El viento no se ha ido de Catalunya. Aunque este viernes ha dado una tregua, después de los ventarrones del jueves, se espera que vuelva a soplar fuerte a partir de esta tarde y, sobre todo, durante el sábado. Por ello, Protecció Civil ha alertado del riesgo y ha pedido "no bajar la guardia", aunque asegura que el episodio de viento del sábado no es "comparable" al del jueves. Las rachas más fuertes, además, no afectarán a todo el país, sino que las zonas con más riesgo son las del Pirineo, Prepirineo, el oeste y suroeste de Catalunya y el Empordà, donde el Meteocat prevé un grado de peligro máximo de 4 sobre 6 y vientos de alrededor de los 100 km/h.
Desde Protecció Civil, sin embargo, han puesto el foco en las calles de Carnaval que tendrán lugar este fin de semana en diversos municipios del territorio. Así lo ha dicho en declaraciones a los medios el subdirector de Programas de Protecció Civil, Sergio Delgado, aunque ha asegurado que no se plantean restricciones ni la suspensión general de desfiles, pero sí recomendaciones.

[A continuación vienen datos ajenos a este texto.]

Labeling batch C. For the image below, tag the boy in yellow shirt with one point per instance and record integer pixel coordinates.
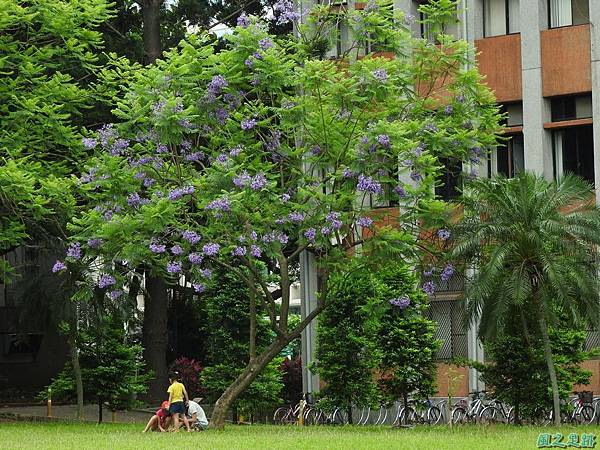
(177, 393)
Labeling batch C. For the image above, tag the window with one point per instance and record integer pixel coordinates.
(574, 151)
(500, 17)
(564, 13)
(448, 183)
(572, 107)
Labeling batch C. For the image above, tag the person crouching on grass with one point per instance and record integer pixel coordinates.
(160, 420)
(177, 393)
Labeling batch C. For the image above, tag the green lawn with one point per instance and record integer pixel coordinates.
(25, 435)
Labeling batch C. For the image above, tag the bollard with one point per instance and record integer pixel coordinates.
(49, 403)
(301, 412)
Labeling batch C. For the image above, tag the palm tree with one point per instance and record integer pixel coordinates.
(533, 243)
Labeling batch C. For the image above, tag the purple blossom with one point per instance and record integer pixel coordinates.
(58, 266)
(443, 234)
(174, 267)
(258, 182)
(310, 234)
(428, 287)
(113, 295)
(211, 249)
(239, 251)
(384, 140)
(106, 280)
(94, 242)
(285, 12)
(195, 258)
(255, 251)
(296, 216)
(380, 75)
(191, 236)
(89, 143)
(157, 248)
(364, 222)
(401, 302)
(265, 43)
(367, 184)
(220, 204)
(243, 20)
(447, 272)
(74, 251)
(248, 124)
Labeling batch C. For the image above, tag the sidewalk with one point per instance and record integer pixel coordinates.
(69, 412)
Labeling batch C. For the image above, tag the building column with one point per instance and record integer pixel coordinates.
(308, 283)
(595, 52)
(536, 109)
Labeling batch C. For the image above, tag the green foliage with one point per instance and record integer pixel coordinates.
(111, 368)
(518, 375)
(361, 333)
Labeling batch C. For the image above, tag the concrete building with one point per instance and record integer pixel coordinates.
(542, 60)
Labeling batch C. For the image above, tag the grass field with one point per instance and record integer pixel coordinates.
(26, 435)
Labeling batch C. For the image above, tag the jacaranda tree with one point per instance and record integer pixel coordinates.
(246, 158)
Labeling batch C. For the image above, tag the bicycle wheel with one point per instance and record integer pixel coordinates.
(339, 417)
(459, 415)
(280, 414)
(488, 415)
(434, 415)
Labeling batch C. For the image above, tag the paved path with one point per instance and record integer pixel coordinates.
(70, 412)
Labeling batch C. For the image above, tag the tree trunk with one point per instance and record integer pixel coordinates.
(99, 409)
(251, 371)
(155, 337)
(76, 373)
(151, 18)
(549, 362)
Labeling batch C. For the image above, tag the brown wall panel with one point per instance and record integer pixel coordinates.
(566, 66)
(499, 60)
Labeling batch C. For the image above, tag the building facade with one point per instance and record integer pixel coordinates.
(542, 60)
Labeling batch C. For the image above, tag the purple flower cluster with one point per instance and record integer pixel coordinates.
(195, 258)
(367, 184)
(220, 204)
(157, 248)
(106, 280)
(174, 267)
(191, 236)
(380, 75)
(447, 272)
(364, 222)
(211, 249)
(443, 234)
(239, 251)
(113, 295)
(177, 193)
(248, 124)
(74, 251)
(384, 140)
(401, 302)
(58, 266)
(258, 182)
(429, 287)
(243, 20)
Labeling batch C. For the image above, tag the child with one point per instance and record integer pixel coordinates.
(160, 419)
(177, 393)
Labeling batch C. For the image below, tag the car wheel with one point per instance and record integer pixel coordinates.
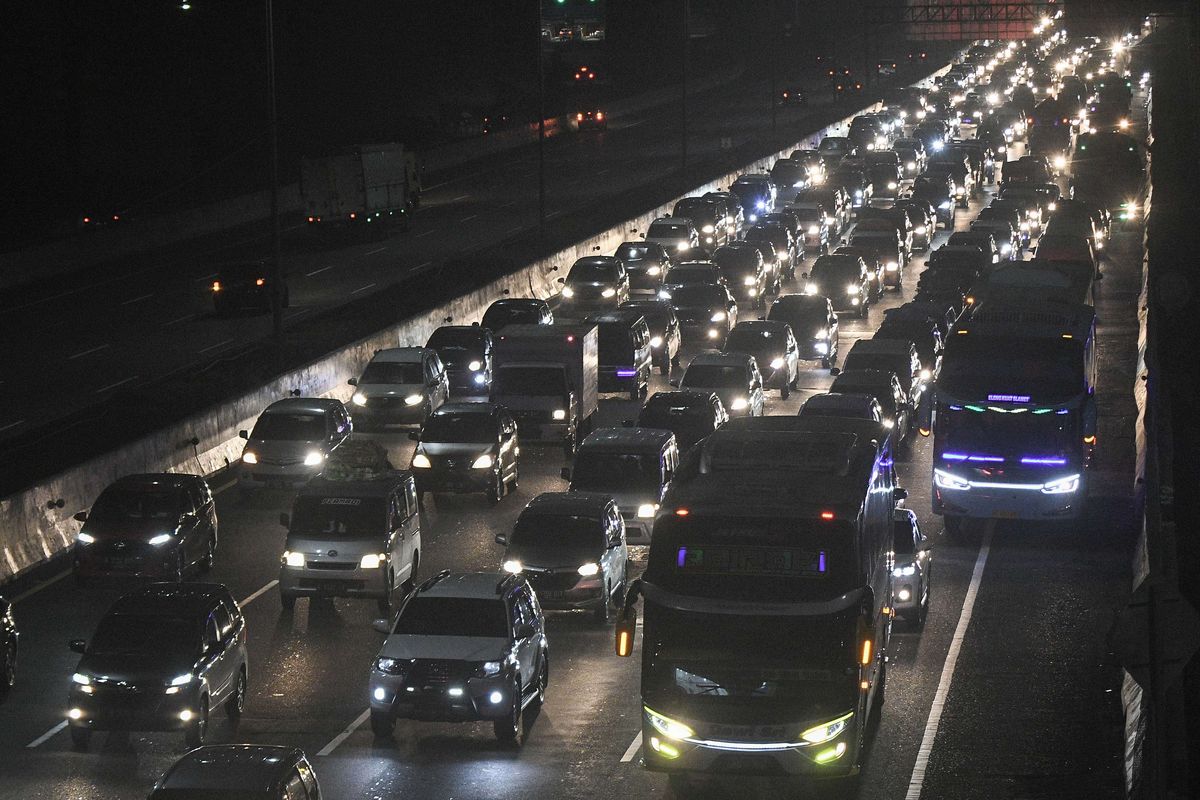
(237, 702)
(199, 728)
(382, 725)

Delgado ha indicado que el sábado no se espera la caída de árboles o elementos estructurales que puedan suponer un riesgo "vital" para las personas y ha explicado que han pedido a los ayuntamientos que refuercen la seguridad de los recorridos y los ajusten, si es necesario, para garantizar la seguridad.
Así, a diferencia del ES-Alert enviado el jueves de manera conjunta a todo el país —lo cual acarreó críticas de alcaldes y empresarios de las comarcas menos afectadas—, para este sábado Protecció Civil quiere dejar más margen a los ayuntamientos para tomar las decisiones que crean oportunas. Según Delgado, dependerá de la "singularidad" del municipio, que debe vigilar en función de si el viento que sopla es el esperable o supera los valores. "Entre 90 y 120 km/h es donde se podrían producir situaciones de riesgo importante", ha asegurado. De esta manera, no hay una recomendación general de suspensión y será cada municipio quien deberá "afinar" en qué condiciones se lleva a cabo la celebración del Carnaval. De hecho, Llançà (Alt Empordà) y Sant Feliu de Guíxols (Baix Empordà) han sido los dos primeros municipios en tomar medidas. Ambos ayuntamientos han anunciado cambios de fechas por seguridad y para evitar que la meteorología haga inviable la fiesta.
Con algunos Carnavales ya en marcha y otros —la mayoría— que comenzarán o tendrán el plato fuerte el sábado por la tarde, "tenemos 24 horas para hacer el ajuste adaptado a la realidad de cada municipio", ha apuntado. Algunas de las recomendaciones que ha dado han sido que, si el viento sopla más fuerte en una zona por donde atraviesa la rúa, habría que adaptarla para que no pase por allí, y también sacar vallas si hay obras o emprender otras acciones para ajustarlo a las condiciones climáticas, ha explicado. En todo caso, ha señalado que no esperan situaciones "de gravedad" y, si hubiera incidentes, ha dicho, el sistema tendría capacidad de respuesta.
Fuerte oleaje y riesgo de aludes
Además del fuerte viento, también se prevén intensas nevadas en el Pirineo Occidental, donde se prevén espesores superiores a 20 centímetros por encima de los 1.300 metros y con una cota que comenzará alrededor de los 1.200 metros y que el sábado podría bajar hasta los 600 metros. Esta combinación de nieve y viento puede generar ventisca en zonas expuestas y nieve arrastrada, por lo que se mantiene en prealerta el plan ALLAUCAT debido a la previsión de peligro de aludes en la Vall d'Aran y la Franja Nord Pallaresa.
Además de además, Protecció Civil ha activado la alerta por la previsión de fuerte oleaje, con olas que pueden superar los cuatro metros, durante este fin de semana en el Alt y el Baix Empordà y ha pedido a la ciudadanía extremar la precaución durante todo el fin de semana, evitando acercarse a espigones o a zonas donde rompan las olas en estas dos comarcas, según informan en las redes sociales.